Au début de lété, l'ASVEL envisageait un budget nettement supérieur à 50 millions d'euros mais il a été retoqué par la DNCCG et ramené à 24 millions d'euros. Tony Parker a bien sûr été interrogé sur le sujet. Sa réponse rapportée par Le Progrès :
« Je comprends la frustration par rapport à ce qu’on avait prévu de mettre en place. Je suis quelqu’un qui rêve en grand. Et j’essaie d’aller vite, de bouger les lignes. Et quand tu es pionnier, c’est toujours difficile. Ce n’est pas facile de faire des gros projets en France. Vous connaissez la situation économique dans le pays. Mais un budget de 24 millions, c’est 6 millions de plus que l’année dernière, soit une augmentation de presque 30 %… Combien de sociétés en France ont fait plus ? On a le plus gros budget dans le basket français. »

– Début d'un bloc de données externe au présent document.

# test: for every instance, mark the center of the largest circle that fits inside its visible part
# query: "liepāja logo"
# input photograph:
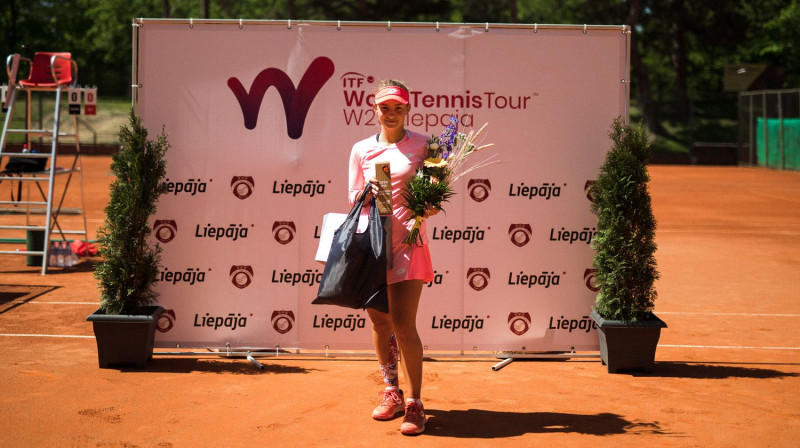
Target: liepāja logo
(479, 189)
(478, 278)
(519, 323)
(282, 321)
(590, 279)
(165, 230)
(587, 189)
(242, 186)
(520, 234)
(283, 231)
(165, 321)
(241, 276)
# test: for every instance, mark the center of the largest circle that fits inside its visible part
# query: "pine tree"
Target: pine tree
(625, 242)
(130, 262)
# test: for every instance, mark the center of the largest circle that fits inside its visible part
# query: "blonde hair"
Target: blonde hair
(390, 82)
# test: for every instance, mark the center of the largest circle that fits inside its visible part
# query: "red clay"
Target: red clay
(727, 370)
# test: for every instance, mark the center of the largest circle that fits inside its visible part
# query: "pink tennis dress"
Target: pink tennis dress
(409, 261)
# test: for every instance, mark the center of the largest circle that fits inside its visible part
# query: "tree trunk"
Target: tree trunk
(514, 11)
(679, 60)
(642, 81)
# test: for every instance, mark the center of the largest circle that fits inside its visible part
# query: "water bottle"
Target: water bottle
(60, 255)
(52, 259)
(68, 260)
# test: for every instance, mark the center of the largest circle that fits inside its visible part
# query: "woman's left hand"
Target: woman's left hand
(430, 211)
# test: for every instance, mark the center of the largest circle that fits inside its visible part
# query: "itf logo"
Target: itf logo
(296, 102)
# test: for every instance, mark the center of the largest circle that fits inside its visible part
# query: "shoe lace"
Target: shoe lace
(413, 412)
(390, 398)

A propos de sa double casquette, il a expliqué :
« J’ai la chance d‘être très bien entouré. Que ce soit le front office avec Michel Veyronnet, Charles Kahudi, Florent Piétrus. Ils veulent juste que je me concentre sur le terrain et mon job d’entraîneur. Le but, c’est de continuer à faire grandir le club. Je veux être là sur les 15-20 prochaines années, et pas vivre quelque chose comme Monaco. Le plus important, c’est qu’on ait un projet qui soit pérennisé dans le temps. Et si tout est décalé d’un an, c’est comme ça. Tout arrive pour une raison. »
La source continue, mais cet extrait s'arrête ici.